How to Debug Non-Deterministic Test Failures with RSpec
I recently wrote a spec for metric_fu  which
accidentally introduced a non-deterministic spec 
(a flaky spec!). I had no idea why it was randomly failing. This is an
article to explain the process I followed to debug this issue.
The test that I wrote was testing the integration between metric_fu and
reek . When I started I wasn’t familiar with
neither of those projects’ codebases, so bear with me.

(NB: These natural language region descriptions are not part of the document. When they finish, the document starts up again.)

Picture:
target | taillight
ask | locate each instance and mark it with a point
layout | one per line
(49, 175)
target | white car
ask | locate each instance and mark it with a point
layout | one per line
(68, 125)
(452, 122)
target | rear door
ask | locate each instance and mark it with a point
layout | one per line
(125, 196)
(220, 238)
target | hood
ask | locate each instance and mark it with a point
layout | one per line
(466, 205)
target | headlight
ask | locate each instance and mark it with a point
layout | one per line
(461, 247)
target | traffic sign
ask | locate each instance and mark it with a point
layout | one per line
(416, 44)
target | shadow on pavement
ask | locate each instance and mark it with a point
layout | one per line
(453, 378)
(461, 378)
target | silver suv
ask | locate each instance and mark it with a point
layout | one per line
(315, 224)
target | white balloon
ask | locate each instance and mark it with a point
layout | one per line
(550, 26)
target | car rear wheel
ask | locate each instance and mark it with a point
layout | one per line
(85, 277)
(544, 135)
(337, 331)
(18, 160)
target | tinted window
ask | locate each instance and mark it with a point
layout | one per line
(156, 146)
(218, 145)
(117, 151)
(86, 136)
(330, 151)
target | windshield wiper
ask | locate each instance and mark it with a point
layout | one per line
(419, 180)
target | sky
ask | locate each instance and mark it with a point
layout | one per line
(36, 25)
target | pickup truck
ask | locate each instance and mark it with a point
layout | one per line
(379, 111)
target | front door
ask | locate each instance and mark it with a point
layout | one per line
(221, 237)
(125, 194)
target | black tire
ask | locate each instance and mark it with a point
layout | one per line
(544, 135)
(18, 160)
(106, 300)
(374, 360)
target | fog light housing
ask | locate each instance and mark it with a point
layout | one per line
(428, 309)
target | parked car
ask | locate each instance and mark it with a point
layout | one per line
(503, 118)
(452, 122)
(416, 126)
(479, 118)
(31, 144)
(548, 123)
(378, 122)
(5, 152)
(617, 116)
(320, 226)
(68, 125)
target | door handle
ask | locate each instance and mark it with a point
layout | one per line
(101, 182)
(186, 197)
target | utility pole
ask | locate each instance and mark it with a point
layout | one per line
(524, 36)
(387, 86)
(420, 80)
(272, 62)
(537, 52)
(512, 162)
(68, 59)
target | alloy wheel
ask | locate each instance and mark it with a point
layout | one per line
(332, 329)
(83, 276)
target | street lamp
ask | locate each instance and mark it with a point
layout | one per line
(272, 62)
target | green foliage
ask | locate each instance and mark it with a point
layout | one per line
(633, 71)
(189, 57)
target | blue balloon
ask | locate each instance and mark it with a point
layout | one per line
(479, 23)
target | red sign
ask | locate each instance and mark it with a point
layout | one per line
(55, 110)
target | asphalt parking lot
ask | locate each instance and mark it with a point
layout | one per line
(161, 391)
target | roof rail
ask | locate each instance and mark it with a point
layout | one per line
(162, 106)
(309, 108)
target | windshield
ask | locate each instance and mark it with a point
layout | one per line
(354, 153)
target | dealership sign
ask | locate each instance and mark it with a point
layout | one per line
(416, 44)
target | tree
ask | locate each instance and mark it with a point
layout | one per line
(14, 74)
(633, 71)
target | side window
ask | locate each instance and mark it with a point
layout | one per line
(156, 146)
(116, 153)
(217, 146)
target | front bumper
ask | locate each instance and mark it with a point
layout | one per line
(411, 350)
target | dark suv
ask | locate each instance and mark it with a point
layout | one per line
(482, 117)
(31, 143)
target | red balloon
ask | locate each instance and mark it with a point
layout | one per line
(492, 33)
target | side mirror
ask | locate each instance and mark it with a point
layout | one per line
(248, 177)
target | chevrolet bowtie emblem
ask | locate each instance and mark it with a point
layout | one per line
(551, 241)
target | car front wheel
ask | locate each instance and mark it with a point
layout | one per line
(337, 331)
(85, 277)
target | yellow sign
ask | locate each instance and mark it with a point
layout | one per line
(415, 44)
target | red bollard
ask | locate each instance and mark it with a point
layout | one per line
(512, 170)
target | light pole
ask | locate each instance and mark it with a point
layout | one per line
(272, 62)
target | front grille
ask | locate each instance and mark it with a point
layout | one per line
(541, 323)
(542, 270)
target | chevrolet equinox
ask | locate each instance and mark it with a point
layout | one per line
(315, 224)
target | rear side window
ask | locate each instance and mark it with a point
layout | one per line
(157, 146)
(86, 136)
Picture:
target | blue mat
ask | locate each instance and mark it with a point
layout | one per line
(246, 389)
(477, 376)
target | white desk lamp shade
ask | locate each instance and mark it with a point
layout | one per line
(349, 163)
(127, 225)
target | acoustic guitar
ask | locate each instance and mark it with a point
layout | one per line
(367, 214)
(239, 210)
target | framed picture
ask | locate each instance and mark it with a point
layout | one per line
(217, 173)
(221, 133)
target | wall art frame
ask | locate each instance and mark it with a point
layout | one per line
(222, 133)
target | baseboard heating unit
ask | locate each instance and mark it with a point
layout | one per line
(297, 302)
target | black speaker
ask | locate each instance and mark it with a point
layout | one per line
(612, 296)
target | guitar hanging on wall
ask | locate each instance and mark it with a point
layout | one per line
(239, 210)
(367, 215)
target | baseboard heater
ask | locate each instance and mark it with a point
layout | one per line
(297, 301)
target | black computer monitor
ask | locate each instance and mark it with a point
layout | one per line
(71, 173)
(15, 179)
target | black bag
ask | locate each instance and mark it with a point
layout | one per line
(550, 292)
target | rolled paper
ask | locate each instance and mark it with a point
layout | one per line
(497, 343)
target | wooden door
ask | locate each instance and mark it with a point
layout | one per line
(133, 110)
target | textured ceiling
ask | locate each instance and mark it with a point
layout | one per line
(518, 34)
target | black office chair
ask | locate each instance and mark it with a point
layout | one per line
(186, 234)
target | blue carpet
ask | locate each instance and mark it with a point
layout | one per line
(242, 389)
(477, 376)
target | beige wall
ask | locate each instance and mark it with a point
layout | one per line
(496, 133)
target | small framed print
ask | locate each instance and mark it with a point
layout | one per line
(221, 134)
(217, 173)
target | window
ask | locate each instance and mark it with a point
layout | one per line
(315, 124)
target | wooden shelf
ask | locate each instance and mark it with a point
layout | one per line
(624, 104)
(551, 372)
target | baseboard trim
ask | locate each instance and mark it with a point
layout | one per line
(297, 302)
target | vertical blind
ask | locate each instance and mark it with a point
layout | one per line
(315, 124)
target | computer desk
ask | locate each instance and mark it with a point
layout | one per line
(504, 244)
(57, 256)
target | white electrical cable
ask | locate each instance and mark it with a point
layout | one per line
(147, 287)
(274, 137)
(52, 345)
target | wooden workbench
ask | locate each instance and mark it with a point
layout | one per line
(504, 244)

This is the code that randomly worked/failed:
context "with real output, not mocked nor doubled" do
  let(:result) do
    {
      file_path: "spec/support/samples/alfa.rb",
      code_smells: [
        {
          lines: [1],
          message: "has unused parameter 'echo'",
          method: "bravo",
          type: "UnusedParameters"
        }
      ]
    }
  end
  before do
    @generator = MetricFu::ReekGenerator.new(dirs_to_reek: ["spec/support/samples"])
    @generator.emit
  end
  it "returns real data" do
    @matches = @generator.analyze
    expect(@matches.first).to eq(result)
  end
end
Why did I write that spec? I’m glad you asked.
After bumping the dependency for
reek I noticed that generator_spec.rb was working just fine, which was a
little suspicious. This lead me to believe that there was no real “integration
spec” for a very simple scenario.
If you don’t have a CI failure to refer to, a quick and basic way to test a flaky spec is by using this bash line:
while bundle exec rspec spec; do :; done
That line will run bundle exec rspec spec until RSpec fails and returns a non-zero
exit code.
Failures:
355
356  1) MetricFu::ReekGenerator analyze method with real output, not mocked nor doubled returns real data
357     Failure/Error: expect(@matches.first).to eq(result)
358
359       expected: {:code_smells=>[{:lines=>[2, 3, 4], :message=>"takes parameters ['echo', 'foxtrot', 'golf'] to 3 meth...f'", :method=>"Alfa#delta", :type=>"UnusedParameters"}], :file_path=>"spec/support/samples/alfa.rb"}
360            got: nil
361
362       (compared using ==)
363     # ./spec/metric_fu/metrics/reek/generator_spec.rb:174:in `block (4 levels) in <top (required)>'
364     # ./spec/support/timeout.rb:6:in `block in <top (required)>'
Sometimes the result returned by reek is an empty result set!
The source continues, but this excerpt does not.